“Şeytan dedi ki: Yemin ederim ki, … Ben de onları saptırmak için senin dosdoğru yolunun üzerinde oturup onlar için pusu kuracağım. Sonra da hem doğrudan, açıktan; hem de dolaylı ve sinsice; hem suret-i haktan görünerek, hem de zaafları ve güdüleri kullanarak onlara sokulacağım ve sen onların çoğunu nankörlük eden kimseler olarak bulacaksın.”(A’raf: 7/16, 17)

 “Ben nefsimi temize çıkarmam. Çünkü Rabbimin merhamet ettiği hariç, nefis aşırı derecede kötülüğü emreder…”(Yusuf: 12/53)

 İmanlı bir gönlün biri dışarıdan diğeri kendi içinden olan iki büyük düşmanı bulunmaktadır. Dışındaki düşman Şeytan ve yardımcıları; içindeki düşman da nefistir. Müslüman olarak dünyaya gelen kimse Müslüman olarak hayatını sürdürebilmesi ve Müslüman olarak ölebilmesi için bu iki düşmanını çok iyi tanımalıdır.

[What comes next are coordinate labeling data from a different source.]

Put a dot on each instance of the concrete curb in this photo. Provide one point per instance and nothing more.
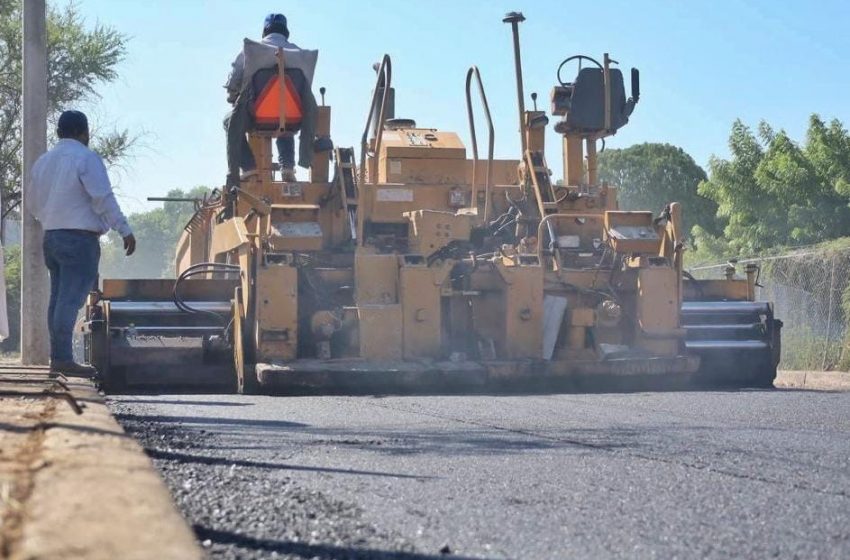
(96, 495)
(817, 380)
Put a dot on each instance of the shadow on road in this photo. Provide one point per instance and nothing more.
(207, 460)
(124, 417)
(305, 550)
(183, 402)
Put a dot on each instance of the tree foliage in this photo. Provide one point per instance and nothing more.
(157, 232)
(775, 192)
(79, 59)
(649, 176)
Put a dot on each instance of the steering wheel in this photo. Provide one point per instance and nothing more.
(578, 57)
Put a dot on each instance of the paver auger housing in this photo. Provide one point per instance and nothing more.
(420, 268)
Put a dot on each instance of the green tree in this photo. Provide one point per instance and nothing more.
(773, 192)
(157, 232)
(649, 176)
(79, 59)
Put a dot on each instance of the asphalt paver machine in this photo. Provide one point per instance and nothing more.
(420, 266)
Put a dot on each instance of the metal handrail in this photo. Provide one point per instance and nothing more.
(385, 72)
(473, 71)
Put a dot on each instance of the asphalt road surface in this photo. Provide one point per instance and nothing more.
(752, 474)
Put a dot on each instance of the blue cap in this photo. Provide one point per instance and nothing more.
(71, 124)
(276, 23)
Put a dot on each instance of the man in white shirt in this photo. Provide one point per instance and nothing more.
(72, 198)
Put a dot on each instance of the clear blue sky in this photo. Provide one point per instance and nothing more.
(702, 64)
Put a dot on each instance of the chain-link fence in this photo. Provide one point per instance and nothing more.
(811, 293)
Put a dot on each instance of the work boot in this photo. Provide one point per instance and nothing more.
(73, 369)
(323, 144)
(287, 174)
(248, 174)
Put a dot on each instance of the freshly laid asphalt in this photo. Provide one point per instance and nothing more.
(752, 474)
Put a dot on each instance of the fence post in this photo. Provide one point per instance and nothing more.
(829, 314)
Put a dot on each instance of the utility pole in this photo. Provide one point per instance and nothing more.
(35, 285)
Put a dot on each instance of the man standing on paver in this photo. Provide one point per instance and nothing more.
(241, 94)
(72, 198)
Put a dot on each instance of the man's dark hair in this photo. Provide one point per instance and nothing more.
(276, 23)
(72, 124)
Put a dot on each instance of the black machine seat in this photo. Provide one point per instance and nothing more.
(585, 102)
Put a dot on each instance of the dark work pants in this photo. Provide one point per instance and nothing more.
(239, 154)
(72, 257)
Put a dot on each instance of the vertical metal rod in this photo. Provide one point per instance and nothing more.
(491, 142)
(515, 18)
(35, 286)
(606, 72)
(385, 74)
(590, 149)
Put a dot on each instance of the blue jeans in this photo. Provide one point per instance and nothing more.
(71, 257)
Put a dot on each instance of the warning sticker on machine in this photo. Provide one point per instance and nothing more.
(395, 195)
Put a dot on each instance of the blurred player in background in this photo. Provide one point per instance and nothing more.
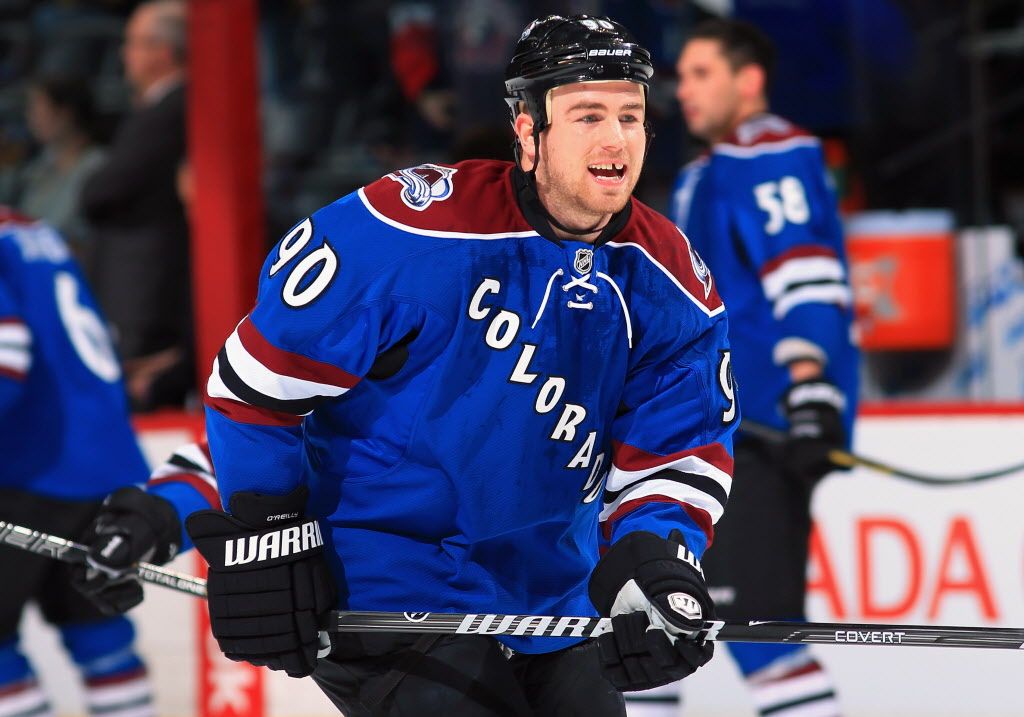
(498, 387)
(67, 443)
(759, 208)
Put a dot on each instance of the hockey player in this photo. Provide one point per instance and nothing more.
(759, 208)
(481, 387)
(67, 443)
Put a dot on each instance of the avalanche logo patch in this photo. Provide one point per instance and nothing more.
(424, 184)
(584, 260)
(699, 269)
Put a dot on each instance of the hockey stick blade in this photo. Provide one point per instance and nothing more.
(845, 459)
(756, 631)
(69, 551)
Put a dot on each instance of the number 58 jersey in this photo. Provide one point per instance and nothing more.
(64, 417)
(760, 210)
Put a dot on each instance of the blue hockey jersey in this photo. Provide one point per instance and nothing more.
(476, 407)
(64, 416)
(760, 210)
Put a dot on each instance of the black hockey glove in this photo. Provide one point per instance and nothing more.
(814, 410)
(131, 526)
(654, 592)
(268, 584)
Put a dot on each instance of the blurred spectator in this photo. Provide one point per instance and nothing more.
(141, 263)
(59, 115)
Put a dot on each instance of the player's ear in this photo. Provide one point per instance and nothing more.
(523, 127)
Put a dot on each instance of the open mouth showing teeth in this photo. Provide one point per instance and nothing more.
(607, 171)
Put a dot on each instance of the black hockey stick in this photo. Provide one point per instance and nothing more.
(756, 631)
(69, 551)
(844, 459)
(547, 626)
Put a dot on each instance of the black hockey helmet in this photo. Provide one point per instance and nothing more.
(557, 50)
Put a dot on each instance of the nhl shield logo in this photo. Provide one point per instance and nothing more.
(424, 184)
(584, 261)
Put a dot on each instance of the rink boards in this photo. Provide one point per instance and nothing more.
(884, 550)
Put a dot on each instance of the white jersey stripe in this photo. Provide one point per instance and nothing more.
(791, 688)
(619, 478)
(815, 293)
(271, 384)
(670, 489)
(775, 148)
(667, 272)
(108, 696)
(194, 453)
(800, 269)
(167, 469)
(16, 360)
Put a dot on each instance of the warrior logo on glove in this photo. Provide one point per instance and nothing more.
(686, 605)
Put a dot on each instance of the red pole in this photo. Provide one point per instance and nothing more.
(227, 246)
(224, 142)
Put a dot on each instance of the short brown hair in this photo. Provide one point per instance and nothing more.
(741, 44)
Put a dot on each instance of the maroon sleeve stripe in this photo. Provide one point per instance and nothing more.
(631, 458)
(800, 252)
(289, 364)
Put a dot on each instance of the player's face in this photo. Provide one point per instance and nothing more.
(708, 90)
(145, 56)
(593, 151)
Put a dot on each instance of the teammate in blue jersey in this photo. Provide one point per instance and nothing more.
(487, 387)
(67, 443)
(760, 210)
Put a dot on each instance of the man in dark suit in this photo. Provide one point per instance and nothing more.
(141, 275)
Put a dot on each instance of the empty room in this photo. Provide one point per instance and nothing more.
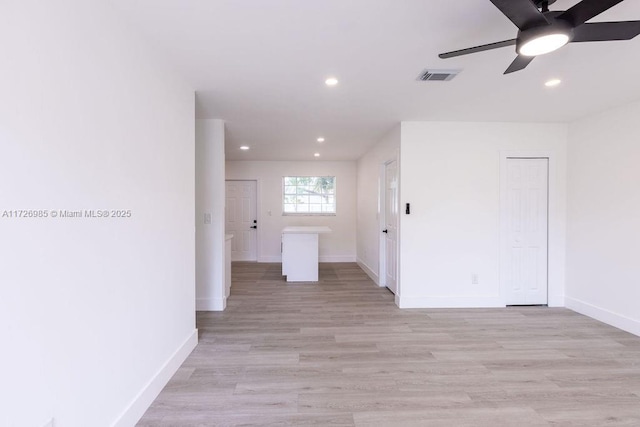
(288, 212)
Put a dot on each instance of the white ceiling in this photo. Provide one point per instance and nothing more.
(261, 65)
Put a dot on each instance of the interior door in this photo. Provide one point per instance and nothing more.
(241, 219)
(390, 230)
(527, 231)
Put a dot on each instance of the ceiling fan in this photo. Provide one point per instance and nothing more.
(542, 31)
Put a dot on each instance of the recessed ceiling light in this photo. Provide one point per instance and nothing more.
(331, 81)
(543, 44)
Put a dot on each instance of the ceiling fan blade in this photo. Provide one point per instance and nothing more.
(519, 63)
(523, 13)
(587, 9)
(603, 31)
(475, 49)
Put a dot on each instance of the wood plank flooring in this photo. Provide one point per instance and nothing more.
(340, 353)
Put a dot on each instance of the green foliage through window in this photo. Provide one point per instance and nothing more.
(309, 194)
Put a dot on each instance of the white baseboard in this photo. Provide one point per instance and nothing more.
(337, 258)
(449, 302)
(556, 301)
(149, 392)
(369, 272)
(609, 317)
(211, 304)
(329, 258)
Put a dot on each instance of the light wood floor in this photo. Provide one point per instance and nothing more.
(341, 353)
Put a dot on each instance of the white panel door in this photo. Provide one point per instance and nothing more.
(391, 225)
(526, 234)
(241, 219)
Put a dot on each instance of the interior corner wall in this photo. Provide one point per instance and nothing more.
(210, 215)
(603, 236)
(451, 176)
(337, 246)
(96, 312)
(368, 193)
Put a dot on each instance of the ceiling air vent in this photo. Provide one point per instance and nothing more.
(438, 75)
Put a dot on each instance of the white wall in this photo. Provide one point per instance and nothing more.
(368, 190)
(340, 245)
(210, 197)
(451, 176)
(94, 313)
(603, 238)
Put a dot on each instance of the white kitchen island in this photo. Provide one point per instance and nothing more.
(300, 253)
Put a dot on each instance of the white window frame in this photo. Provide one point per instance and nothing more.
(335, 196)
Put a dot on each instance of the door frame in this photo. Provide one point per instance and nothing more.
(382, 199)
(258, 212)
(555, 225)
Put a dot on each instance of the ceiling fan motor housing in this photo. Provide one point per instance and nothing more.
(555, 27)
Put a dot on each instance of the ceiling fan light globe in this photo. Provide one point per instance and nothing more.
(543, 44)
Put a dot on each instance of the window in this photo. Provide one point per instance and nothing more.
(309, 195)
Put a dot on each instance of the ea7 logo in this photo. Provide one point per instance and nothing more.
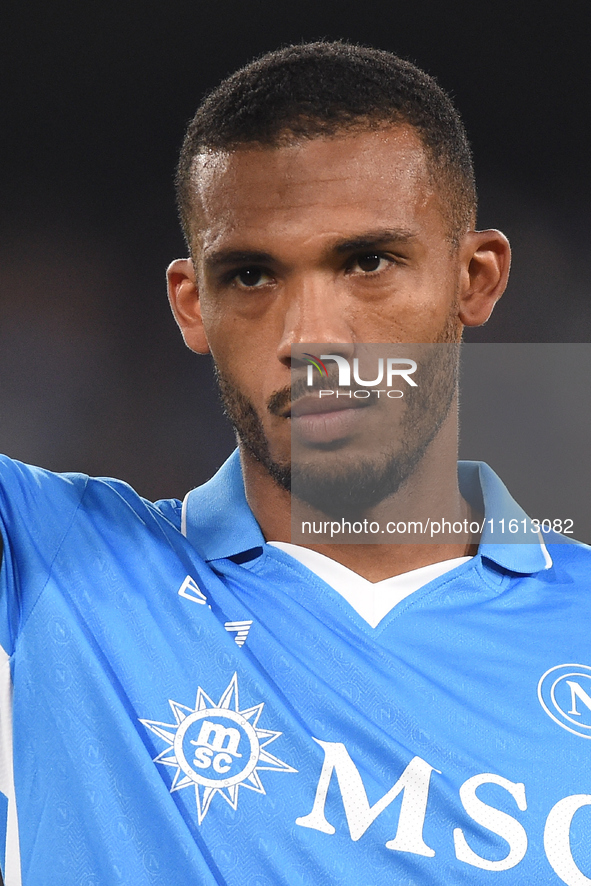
(565, 694)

 Yüce Rabbimiz (cc) bizi yarattıktan sonra kaderimize terk etmemiştir. Gönderdiği vahiy ve peygamberleri vasıtasıyla iyi ve kötüyü, dost ve düşmanı bize tanıtmıştır. Şeytan, zamanında Âdem peygambere yapacağını yapmış, kıyamete kadar da Âdem’in çocuklarını tuzağa düşürmeye and içmiştir.

 “…Ey Âdemoğulları, şeytana tabi olmayın, çünkü o apaçık düşmanınızdır.” (Yasin: 36/61) buyuran Rabbimiz, onun düşmanlığı konusunda bizi ikaz etmiştir. “Şeytan sizin apaçık düşmanınızdır, öyleyse siz de onu düşman bilin!”(Fatır: 35/6)

 Müslüman’ın ilk görevi Şeytan ve taraftarlarının düşmanlığını iyi kavramaktır. Ancak bu sadece ilk adımdır. Şeytanı en büyük düşman olarak görmek önemlidir ancak onun tuzaklarını bilmek, tuzaklarına karşı uyanık olmak ve insan bedenine hâkim olma yollarını kapatmak çok daha önemlidir.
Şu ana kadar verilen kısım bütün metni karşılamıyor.